Last season, Pittsburgh Steelers fans watched as their ground-and-pound offense was tossed to the scrap pile in favor of the new passing attack. 

Ben Roethlisberger threw for over 4,000 yards for the second time in his career and Pittsburgh saw two 1,000-yard receivers for the first time since 2009. 

And the reason this was all possible was because of the team's three young, stud receivers, known as the "Young Money Family", made up of Mike Wallace, Antonio Brown and Emmanuel Sanders. 

But the Steelers have a major problem lurking at the end of this season. 

All three of the young receivers will be playing on expiring contracts in 2012 and it's unlikely that the team will be able to re-sign all three, especially if the Steelers plan on keeping running back Rashard Mendenhall. 

That's why Steelers fans should re-acquaint themselves with Jerricho Cotchery.

Most should remember Cotchery from his days with the New York Jets, where he recorded at least 50 catches in four consecutive seasons between 2006 and 2009. He's also the last Jets receiver to record a 1,000-yard season, all the way back in 2007.

Cotchery came to the Steelers last season on a one-year deal and—due to numerous injuries between Sanders and the now-retired Hines Ward—found time and made the most of it.
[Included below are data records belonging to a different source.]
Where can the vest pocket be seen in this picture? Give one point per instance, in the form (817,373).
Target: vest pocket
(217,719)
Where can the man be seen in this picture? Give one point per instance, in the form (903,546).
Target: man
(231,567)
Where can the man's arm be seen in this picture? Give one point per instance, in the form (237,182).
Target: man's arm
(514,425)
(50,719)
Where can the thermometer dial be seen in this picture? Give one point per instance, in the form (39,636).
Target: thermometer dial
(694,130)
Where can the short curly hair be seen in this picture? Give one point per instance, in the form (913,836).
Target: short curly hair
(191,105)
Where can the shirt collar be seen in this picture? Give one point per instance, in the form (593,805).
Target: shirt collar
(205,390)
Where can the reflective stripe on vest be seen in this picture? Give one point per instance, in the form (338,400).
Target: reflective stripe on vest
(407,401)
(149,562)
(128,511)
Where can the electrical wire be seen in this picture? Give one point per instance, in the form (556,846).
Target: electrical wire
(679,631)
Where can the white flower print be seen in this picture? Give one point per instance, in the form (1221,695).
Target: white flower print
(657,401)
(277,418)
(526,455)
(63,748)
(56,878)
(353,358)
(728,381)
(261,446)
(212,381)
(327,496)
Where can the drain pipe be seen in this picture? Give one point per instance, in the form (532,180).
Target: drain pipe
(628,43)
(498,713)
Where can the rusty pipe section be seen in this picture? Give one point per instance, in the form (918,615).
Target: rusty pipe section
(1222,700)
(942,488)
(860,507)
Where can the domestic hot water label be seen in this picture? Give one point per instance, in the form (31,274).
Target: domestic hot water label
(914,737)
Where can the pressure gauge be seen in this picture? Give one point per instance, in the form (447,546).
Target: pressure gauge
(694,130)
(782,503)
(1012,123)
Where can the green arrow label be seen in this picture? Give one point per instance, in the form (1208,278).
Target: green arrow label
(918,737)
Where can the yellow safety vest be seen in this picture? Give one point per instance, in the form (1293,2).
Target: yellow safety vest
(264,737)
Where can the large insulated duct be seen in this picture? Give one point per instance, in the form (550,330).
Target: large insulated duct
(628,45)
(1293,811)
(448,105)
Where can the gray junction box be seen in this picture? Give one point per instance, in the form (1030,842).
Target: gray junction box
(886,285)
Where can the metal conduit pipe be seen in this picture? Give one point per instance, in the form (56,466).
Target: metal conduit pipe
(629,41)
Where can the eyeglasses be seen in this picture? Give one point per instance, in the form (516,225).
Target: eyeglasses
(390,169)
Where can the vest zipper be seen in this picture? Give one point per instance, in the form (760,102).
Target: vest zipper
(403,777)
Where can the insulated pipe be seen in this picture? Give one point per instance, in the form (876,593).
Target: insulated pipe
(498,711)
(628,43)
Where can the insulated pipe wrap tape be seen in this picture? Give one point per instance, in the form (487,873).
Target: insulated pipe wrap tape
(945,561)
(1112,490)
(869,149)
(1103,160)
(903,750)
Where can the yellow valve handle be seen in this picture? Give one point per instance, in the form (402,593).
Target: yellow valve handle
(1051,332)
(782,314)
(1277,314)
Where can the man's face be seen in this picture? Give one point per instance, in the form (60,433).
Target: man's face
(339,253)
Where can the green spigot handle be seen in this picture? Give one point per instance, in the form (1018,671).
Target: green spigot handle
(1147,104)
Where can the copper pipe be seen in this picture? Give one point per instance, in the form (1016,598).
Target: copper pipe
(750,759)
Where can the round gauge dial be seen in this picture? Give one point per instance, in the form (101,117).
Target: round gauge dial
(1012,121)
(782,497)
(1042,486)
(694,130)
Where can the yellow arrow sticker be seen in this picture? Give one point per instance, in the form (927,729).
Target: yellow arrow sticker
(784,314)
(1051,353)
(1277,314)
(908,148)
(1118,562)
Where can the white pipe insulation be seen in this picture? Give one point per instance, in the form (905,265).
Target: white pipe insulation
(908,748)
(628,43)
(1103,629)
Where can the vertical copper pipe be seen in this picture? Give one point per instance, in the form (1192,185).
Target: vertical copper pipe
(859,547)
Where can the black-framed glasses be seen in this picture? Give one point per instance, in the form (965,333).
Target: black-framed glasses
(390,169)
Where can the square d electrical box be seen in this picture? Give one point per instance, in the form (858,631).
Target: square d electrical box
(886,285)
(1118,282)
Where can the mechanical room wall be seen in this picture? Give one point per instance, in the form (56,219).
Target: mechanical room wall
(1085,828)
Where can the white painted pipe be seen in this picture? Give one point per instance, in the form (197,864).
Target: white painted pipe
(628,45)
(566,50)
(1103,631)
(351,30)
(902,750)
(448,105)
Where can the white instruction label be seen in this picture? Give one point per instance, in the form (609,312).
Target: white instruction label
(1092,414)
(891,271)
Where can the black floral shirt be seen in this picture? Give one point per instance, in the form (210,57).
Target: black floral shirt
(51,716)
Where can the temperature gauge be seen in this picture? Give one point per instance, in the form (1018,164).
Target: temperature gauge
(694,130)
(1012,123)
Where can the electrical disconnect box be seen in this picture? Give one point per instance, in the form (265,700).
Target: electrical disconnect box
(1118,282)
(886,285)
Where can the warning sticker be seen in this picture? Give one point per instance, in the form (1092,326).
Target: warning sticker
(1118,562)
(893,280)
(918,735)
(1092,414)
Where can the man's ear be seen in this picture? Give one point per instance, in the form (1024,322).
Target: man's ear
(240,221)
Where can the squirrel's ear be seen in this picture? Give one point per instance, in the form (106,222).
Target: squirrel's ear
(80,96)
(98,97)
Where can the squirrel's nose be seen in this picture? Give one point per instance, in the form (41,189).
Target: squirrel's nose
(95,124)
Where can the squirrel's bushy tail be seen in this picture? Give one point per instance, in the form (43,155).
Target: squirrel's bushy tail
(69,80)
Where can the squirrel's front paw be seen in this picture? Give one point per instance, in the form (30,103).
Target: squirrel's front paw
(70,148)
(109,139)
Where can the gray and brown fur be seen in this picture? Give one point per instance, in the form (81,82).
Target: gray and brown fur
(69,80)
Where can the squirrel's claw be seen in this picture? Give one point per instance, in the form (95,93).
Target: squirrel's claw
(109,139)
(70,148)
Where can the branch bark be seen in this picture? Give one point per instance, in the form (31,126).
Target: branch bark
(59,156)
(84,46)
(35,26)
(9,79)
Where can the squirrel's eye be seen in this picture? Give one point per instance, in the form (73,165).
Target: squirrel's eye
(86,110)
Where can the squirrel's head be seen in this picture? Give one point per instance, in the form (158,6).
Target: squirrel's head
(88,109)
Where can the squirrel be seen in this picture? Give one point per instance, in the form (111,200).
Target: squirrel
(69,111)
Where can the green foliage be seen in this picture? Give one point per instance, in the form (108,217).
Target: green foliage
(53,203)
Cotchery only caught 16 passes, but scored on two of those receptions. He was also on the receiving end of a 31-yard touchdown strike in the Steelers' loss at Denver in their only playoff game.

Doug Pensinger/Getty Images

After the season, Steelers officials became worried as teams like the Chiefs and Rams threatened to make a run at Cotchery. But after making some cap space available, the team was able to bring him back on a two-year deal.

Cotchery will turn 30 before the start of the season, making him the veteran of the squad, and he should compete with Sanders for the third receiver role.

But Cotchery's most important contributions could come following the 2012 season.

If Pittsburgh is unable to re-sign two or even one of their three young guns, they're going to need some talent to fill that role.

Cotchery brings the team a Hines-Ward-like receiver who makes his best plays over the middle. He's a good route-runner who finds holes in zone coverages and always seems to get open.

Cotchery also seemed to be a preferred target for Roethlisberger near the goal line, possibly because, at 6'1", he's actually the tallest of the team's top four receivers.

If the Steelers stay healthy at receiver, 2012 probably won't be the year Cotchery lights up the turf at Heinz Field, but he's going to be an important piece to the Pittsburgh puzzle for the next few years.